Equipes de dados e o Microsoft Fabric

Concluído

A plataforma unificada de análise de dados do Microsoft Fabric facilita o trabalho em conjunto de profissionais de dados em projetos de dados. O Fabric remove os silos de dados e a necessidade de acesso a diversos sistemas, aprimorando a colaboração entre os profissionais de dados.

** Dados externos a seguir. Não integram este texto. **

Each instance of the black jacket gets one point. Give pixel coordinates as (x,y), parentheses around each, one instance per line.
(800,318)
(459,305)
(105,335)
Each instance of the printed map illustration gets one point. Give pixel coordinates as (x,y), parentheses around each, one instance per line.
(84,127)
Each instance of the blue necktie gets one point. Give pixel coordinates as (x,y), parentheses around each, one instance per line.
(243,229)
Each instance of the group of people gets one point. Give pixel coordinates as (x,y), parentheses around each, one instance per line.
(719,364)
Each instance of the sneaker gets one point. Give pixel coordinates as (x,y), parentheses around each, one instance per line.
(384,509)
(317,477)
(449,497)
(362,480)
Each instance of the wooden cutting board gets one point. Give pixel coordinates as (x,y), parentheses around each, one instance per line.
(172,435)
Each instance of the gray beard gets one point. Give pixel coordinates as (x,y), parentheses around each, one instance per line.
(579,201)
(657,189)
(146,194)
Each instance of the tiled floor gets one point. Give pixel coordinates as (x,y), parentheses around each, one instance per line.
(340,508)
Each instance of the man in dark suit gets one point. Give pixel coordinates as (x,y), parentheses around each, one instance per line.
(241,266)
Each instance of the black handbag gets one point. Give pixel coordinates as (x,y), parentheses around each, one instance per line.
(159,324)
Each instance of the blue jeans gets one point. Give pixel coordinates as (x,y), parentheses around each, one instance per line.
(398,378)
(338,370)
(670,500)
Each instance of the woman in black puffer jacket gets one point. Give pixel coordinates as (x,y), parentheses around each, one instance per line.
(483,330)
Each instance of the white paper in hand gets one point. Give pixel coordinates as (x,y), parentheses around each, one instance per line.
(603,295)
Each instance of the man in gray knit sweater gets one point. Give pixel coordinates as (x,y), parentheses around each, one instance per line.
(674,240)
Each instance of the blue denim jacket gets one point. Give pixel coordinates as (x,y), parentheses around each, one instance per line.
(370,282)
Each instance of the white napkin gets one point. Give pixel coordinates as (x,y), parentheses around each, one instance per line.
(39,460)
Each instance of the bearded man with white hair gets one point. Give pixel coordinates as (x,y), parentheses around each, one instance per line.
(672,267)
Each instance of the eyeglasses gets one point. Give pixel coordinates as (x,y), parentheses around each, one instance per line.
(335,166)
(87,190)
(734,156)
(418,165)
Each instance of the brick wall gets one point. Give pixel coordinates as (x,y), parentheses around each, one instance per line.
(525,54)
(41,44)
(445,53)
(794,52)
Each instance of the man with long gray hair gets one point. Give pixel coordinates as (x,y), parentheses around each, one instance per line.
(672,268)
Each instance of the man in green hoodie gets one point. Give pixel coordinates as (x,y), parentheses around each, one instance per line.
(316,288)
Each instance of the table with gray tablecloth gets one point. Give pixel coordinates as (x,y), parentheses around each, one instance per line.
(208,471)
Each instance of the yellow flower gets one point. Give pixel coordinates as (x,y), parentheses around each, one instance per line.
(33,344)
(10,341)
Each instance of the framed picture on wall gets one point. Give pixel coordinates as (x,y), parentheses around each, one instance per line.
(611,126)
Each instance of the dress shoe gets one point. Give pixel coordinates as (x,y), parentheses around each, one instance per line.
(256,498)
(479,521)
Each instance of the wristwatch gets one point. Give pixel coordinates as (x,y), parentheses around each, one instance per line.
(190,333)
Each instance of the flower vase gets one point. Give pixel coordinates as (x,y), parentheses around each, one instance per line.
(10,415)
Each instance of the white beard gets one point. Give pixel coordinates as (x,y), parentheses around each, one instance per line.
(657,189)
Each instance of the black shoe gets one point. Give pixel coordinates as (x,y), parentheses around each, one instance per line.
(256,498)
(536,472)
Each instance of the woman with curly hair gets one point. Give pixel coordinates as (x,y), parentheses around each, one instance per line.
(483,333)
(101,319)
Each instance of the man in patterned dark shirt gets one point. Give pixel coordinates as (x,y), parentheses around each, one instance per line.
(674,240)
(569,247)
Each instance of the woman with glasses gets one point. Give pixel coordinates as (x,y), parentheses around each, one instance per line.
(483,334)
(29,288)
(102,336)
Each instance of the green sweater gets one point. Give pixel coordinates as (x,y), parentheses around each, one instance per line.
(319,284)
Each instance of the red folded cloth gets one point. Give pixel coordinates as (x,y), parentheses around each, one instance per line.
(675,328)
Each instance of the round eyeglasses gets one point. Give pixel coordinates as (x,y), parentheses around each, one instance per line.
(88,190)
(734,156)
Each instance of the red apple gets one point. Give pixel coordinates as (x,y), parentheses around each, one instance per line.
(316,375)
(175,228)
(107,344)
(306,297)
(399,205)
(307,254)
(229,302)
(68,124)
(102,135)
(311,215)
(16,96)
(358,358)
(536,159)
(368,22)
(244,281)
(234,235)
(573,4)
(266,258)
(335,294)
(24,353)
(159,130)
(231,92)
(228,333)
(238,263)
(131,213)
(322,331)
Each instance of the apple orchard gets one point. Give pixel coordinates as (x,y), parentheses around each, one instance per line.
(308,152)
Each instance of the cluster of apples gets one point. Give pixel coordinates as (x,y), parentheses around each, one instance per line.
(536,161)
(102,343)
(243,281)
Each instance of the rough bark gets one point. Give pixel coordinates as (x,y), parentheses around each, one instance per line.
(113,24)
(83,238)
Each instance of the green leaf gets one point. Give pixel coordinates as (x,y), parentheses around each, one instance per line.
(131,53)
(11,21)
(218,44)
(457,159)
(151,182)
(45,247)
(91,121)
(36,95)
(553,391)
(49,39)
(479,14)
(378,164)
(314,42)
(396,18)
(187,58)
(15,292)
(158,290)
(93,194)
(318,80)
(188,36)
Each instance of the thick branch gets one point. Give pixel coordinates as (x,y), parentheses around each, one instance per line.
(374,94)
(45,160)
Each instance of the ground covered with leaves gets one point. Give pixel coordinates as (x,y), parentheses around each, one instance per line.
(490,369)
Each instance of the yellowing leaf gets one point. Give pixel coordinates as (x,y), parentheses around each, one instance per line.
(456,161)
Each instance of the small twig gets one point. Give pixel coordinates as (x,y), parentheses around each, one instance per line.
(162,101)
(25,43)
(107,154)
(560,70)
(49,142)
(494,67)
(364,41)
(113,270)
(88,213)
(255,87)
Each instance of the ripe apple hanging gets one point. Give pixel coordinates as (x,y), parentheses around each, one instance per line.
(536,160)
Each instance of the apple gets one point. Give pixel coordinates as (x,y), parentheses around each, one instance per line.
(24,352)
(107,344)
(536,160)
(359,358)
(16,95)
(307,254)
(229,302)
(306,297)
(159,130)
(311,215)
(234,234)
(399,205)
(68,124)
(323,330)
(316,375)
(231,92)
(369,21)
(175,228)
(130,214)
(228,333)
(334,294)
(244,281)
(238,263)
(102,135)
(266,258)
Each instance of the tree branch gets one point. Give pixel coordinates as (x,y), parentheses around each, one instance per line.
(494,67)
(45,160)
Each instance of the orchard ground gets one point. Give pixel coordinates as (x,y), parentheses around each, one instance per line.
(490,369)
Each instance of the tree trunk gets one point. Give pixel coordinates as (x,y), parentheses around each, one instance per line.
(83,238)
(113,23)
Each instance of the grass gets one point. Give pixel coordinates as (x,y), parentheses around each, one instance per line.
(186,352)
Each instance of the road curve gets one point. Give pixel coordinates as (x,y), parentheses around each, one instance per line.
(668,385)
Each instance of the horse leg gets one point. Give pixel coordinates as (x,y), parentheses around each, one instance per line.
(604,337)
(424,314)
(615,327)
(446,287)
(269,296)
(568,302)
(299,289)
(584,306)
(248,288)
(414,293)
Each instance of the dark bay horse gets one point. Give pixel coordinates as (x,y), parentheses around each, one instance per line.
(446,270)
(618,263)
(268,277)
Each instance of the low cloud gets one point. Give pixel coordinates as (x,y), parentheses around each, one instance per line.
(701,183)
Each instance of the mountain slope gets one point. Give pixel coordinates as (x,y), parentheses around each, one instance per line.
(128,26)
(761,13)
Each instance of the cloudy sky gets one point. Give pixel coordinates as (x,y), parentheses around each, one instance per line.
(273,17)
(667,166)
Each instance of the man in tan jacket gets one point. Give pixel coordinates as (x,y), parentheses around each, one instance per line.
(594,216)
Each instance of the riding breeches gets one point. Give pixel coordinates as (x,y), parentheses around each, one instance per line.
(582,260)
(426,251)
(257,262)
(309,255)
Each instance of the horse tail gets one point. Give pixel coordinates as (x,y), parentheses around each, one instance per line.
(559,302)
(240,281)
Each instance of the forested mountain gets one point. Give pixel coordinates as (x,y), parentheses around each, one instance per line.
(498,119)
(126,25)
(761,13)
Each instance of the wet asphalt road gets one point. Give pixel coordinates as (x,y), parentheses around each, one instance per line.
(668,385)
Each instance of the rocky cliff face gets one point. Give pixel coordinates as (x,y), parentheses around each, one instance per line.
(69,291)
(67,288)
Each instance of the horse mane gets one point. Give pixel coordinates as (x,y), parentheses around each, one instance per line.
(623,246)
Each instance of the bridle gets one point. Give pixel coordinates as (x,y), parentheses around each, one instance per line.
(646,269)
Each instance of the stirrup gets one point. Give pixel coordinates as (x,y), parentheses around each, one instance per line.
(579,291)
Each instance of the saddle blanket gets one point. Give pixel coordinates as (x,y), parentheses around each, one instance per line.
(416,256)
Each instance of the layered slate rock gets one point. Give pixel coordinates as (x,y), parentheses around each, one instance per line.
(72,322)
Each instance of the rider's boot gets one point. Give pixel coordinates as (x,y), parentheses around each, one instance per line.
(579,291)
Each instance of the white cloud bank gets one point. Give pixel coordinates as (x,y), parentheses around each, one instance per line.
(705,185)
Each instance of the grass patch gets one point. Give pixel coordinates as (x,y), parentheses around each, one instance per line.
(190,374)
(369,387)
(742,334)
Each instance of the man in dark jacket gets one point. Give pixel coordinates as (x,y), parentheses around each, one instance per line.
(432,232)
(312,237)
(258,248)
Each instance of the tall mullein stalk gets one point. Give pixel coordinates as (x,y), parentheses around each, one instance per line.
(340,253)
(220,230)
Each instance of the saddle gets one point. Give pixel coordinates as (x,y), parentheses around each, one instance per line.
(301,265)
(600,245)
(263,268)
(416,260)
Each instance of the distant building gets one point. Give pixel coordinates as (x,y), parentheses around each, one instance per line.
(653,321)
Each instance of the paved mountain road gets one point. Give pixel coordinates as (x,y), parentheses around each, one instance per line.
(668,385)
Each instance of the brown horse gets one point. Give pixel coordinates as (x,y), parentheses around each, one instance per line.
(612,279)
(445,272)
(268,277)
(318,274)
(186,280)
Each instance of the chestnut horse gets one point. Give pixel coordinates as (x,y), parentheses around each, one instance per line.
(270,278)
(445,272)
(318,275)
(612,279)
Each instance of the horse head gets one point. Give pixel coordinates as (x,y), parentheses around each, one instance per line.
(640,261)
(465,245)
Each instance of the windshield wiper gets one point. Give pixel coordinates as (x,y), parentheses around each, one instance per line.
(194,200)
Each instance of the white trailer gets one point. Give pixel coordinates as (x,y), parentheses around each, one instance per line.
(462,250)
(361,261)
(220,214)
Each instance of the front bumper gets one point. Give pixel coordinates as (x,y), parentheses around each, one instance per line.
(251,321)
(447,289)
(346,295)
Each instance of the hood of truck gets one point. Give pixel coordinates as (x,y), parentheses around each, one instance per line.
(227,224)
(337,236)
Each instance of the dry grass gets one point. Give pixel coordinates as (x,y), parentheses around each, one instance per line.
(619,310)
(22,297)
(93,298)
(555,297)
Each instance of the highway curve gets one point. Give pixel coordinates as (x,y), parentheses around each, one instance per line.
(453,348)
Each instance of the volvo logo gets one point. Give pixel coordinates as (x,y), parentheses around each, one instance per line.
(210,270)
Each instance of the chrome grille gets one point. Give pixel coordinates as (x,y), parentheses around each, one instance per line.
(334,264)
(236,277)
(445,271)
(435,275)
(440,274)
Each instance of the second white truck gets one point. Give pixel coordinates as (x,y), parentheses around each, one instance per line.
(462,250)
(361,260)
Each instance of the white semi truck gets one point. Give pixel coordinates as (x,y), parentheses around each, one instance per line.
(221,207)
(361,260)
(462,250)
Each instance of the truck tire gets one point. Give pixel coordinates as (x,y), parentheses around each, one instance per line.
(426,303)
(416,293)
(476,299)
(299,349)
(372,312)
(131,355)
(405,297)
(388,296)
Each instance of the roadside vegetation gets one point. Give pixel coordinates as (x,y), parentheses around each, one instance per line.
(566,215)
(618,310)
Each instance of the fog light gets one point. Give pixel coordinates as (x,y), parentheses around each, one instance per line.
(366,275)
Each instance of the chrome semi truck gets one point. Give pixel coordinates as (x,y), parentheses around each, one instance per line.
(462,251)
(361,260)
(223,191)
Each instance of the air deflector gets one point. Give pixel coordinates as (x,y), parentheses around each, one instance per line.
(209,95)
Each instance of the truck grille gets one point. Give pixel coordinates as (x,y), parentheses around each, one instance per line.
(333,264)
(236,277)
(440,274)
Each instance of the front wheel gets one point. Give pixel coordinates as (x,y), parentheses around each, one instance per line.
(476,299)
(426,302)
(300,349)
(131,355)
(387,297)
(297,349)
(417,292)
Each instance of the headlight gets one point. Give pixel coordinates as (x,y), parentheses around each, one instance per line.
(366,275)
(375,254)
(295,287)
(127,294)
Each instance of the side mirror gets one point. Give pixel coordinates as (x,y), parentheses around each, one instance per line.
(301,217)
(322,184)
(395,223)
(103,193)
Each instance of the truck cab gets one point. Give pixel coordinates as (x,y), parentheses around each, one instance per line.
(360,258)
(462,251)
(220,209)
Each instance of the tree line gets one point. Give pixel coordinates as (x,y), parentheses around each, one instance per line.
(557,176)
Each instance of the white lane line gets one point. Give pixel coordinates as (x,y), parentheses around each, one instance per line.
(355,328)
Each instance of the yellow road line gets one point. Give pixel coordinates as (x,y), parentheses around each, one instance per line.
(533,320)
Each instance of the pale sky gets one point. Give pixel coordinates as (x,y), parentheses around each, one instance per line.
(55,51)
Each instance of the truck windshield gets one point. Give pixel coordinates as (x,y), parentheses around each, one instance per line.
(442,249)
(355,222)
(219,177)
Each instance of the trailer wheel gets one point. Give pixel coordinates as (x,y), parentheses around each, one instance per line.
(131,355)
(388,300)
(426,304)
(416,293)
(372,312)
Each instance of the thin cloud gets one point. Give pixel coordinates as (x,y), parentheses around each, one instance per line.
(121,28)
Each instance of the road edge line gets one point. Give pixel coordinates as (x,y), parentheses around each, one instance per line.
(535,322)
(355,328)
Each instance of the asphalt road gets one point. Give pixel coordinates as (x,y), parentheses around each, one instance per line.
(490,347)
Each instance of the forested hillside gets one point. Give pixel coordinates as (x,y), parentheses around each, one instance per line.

Funções e desafios tradicionais

Em um processo de desenvolvimento de análise tradicional, engenheiros de dados e analistas de dados enfrentam vários desafios. Os engenheiros de dados executam processamento de dados complexos e, em seguida, coletam e atendem fontes de dados para que os analistas de dados possam exibir dados efetivamente para a empresa. Esse processo requer ampla comunicação e coordenação entre as duas funções, geralmente levando a possíveis atrasos e interpretações incorretas.

Os analistas de dados precisam executar extensas transformações de dados downstream antes de criar relatórios do Power BI. Esse processo demorado geralmente não tem contexto, dificultando a conexão direta dos analistas com os dados.

Os cientistas de dados também lutam para integrar técnicas nativas de ciência de dados a sistemas de dados existentes, que geralmente são complexos e morosos. Como resultado, os cientistas de dados consideram desafiador fornecer insights informados com dados com eficiência.

Evolução dos fluxos de trabalho colaborativos

O Microsoft Fabric transforma o processo de desenvolvimento de análise unificando ferramentas em uma plataforma SaaS, permitindo flexibilidade para diferentes funções executarem as habilidades necessárias sem duplicar esforços.

Os engenheiros de dados agora podem ingerir, transformar e carregar grandes quantidades de dados no OneLake e apresentá-los em qualquer armazenamento de dados que faça mais sentido. Os padrões de carregamento de dados são simplificados usando pipelines e arquiteturas, como a de medalhão, e podem ser facilmente configurados usando workspaces.

Os analistas de dados obtêm maior contexto e simplificam os processos, transformando dados upstream com o Data Factory e conectando-se com dados mais diretamente usando o modo DirectLake.

Os cientistas de dados integram técnicas de ciência de dados nativas com mais facilidade e usam os relatórios interativos do Power BI para fornecer insights informados por dados.

Os engenheiros de análise fazem a ponte entre a engenharia de dados e a análise de dados, selecionando ativos de armazenamento de dados, garantindo a qualidade dos dados e habilitando a análise de autoatendimento.

Usuários de low-code a no-code e desenvolvedores cidadãos agora podem descobrir dados coletados por meio do hub do OneLake e processar e analisá-los para atender às suas necessidades sem depender de engenheiros de dados ou duplicação de dados.